Sasuke's hand moved to the back of Naruto's neck—no command in the touch, just request, his fingers cool against the flushed skin where blond hair tapered to nothing. Their faces closed the distance slowly, as if afraid the air between them might burn them, Naruto's breath catching in his throat when Sasuke's dark eyes fluttered half-closed. The first contact was gentle, barely lips, dry and tentative, but it was enough to send electricity racing down Naruto's spine, pooling hot and liquid in his stomach. The world didn't explode or collapse; it simply realigned, tectonic plates shifting under the surface with a bone-deep rumble only they could feel, revealing something new and raw and so, so wanted that Naruto's fingers trembled where they hovered, uncertain, at Sasuke's sides.

Then the world imploded. Naruto's hands flew to Sasuke's hair, fingers tangling in those silky black strands he'd secretly wanted to touch for weeks. The kiss transformed from hesitant to ravenous in seconds, their mouths colliding with the force of planets. Sasuke captured Naruto's bottom lip between his teeth—not hard enough to hurt, just enough to make him gasp—and when Naruto's lips parted, Sasuke's tongue slipped inside, hot and insistent. Their tongues slid against each other, neither willing to surrender control, the taste of Sasuke—mint and something darker, something uniquely him—flooding Naruto's senses until he couldn't remember why he'd ever resisted this.
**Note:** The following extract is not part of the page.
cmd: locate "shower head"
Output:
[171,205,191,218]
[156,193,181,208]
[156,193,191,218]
Naruto's breath hitched into a desperate moan as Sasuke's cool fingers slid beneath the hem of his shirt, tracing a deliberate path up his heated skin. His head fell back, exposing his throat to Sasuke's hungry mouth. Teeth grazed the sensitive spot where his pulse hammered wildly, sending electric shivers cascading down his spine. The world narrowed to nothing but the wet heat of Sasuke's tongue against his neck, the possessive press of fingertips mapping his ribs. Just as he arched into the touch, surrendering completely to the sensation, his phone vibrated sharply against his thigh. The harsh buzz sliced through their shared trance, forcing them to spring apart, panting and disoriented.
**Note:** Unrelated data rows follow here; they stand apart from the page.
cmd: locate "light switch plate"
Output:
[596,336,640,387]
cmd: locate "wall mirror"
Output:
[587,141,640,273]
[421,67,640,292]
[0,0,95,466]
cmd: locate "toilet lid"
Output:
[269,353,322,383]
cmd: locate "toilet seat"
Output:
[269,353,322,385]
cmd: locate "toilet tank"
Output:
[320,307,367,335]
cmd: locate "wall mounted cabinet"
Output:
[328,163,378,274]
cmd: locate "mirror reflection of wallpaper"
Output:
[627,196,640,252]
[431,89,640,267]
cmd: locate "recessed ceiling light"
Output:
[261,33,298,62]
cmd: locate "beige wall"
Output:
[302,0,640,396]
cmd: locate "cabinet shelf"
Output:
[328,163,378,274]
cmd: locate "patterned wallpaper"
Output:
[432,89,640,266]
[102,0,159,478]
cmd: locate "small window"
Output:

Heat flooded Naruto's face like wildfire, his cheeks burning so intensely he could feel the flush spreading down his neck to his collarbone. He scrambled backward, nearly toppling off the edge of the bed in his haste to put distance between them. His lips still tingled, swollen and sensitive from Sasuke's possessive mouth. The vibration against his thigh felt like an electric shock, jarring him back to reality. With trembling fingers that refused to cooperate, he fumbled for his phone, squinting against the harsh blue light that illuminated the darkness between them. The timestamp—4:13 AM—glowed accusingly as a message notification appeared:

Gaara

I'm willing to meet, let me know when.